We wanted to predict a Pokémon’s combat power after evolution
(cp_new) using what is known before evolution. Because the
value we are predicting is numeric, linear regression is the right
method. We first fit a simple regression model with only pre-evolution
combat power (cp). Then we fit a multiple regression model
that adds other pre-evolution variables (hp, species, attack values,
weight, and height). After that we checked the model assumptions to make
sure the model was valid.
# Load the dataset
pokemon <- read.csv("https://www.openintro.org/data/csv/pokemon_go.csv")
# Keep only the variables we will use
pokemon_data <- pokemon[, c("species", "cp", "hp", "weight", "height",
"attack_weak_value", "attack_strong_value", "cp_new")]
# Structure and basic summaries
str(pokemon)
## 'data.frame': 75 obs. of 27 variables:
## $ name : chr "Pidgey1" "Pidgey2" "Pidgey3" "Pidgey4" ...

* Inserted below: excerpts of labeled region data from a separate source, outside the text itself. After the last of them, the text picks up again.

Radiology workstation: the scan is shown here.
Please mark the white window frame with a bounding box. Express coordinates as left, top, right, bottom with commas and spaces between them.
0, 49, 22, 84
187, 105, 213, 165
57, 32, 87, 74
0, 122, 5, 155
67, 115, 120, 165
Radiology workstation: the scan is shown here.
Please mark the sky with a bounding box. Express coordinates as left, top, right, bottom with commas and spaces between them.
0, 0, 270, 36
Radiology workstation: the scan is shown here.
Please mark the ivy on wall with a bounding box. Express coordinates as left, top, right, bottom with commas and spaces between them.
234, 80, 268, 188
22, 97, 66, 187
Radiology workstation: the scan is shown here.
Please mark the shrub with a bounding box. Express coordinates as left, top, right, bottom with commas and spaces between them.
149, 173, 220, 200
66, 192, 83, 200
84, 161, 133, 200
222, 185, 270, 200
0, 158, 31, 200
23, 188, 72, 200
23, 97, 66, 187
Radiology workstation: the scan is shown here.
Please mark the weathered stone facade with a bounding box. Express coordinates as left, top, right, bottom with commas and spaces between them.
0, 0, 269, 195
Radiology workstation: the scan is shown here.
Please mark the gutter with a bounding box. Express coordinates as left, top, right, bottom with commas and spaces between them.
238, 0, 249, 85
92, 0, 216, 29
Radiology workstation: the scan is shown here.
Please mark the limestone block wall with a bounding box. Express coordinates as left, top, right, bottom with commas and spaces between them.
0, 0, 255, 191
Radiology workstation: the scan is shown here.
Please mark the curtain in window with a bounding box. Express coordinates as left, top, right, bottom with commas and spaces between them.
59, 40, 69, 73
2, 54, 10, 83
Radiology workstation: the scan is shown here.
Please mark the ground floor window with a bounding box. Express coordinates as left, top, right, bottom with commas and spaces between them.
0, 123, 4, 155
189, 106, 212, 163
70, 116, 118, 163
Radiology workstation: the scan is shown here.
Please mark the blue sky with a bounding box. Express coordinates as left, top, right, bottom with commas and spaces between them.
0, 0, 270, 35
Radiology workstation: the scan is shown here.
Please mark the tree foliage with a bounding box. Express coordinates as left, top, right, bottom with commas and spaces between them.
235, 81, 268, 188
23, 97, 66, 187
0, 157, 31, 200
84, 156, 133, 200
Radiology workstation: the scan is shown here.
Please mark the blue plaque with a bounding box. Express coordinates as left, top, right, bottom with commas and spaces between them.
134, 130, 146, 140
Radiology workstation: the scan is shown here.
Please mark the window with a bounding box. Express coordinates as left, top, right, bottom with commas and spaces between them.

## $ species : chr "Pidgey" "Pidgey" "Pidgey" "Pidgey" ...
## $ cp : int 384 366 353 338 242 129 10 25 24 161 ...
## $ hp : int 56 54 55 51 45 35 10 14 13 35 ...
## $ weight : num 2.31 1.67 1.94 1.73 1.44 2.07 0.92 2.72 2.07 1.45 ...
## $ height : num 0.34 0.29 0.3 0.31 0.27 0.35 0.25 0.37 0.32 0.31 ...
## $ power_up_stardust : int 2500 2500 3000 3000 1900 800 200 200 200 1000 ...
## $ power_up_candy : int 2 2 3 3 2 1 1 1 1 1 ...
## $ attack_weak : chr "Tackle" "Quick Attack" "Quick Attack" "Tackle" ...
## $ attack_weak_type : chr "Normal" "Normal" "Normal" "Normal" ...
## $ attack_weak_value : int 12 10 10 12 10 10 12 12 10 12 ...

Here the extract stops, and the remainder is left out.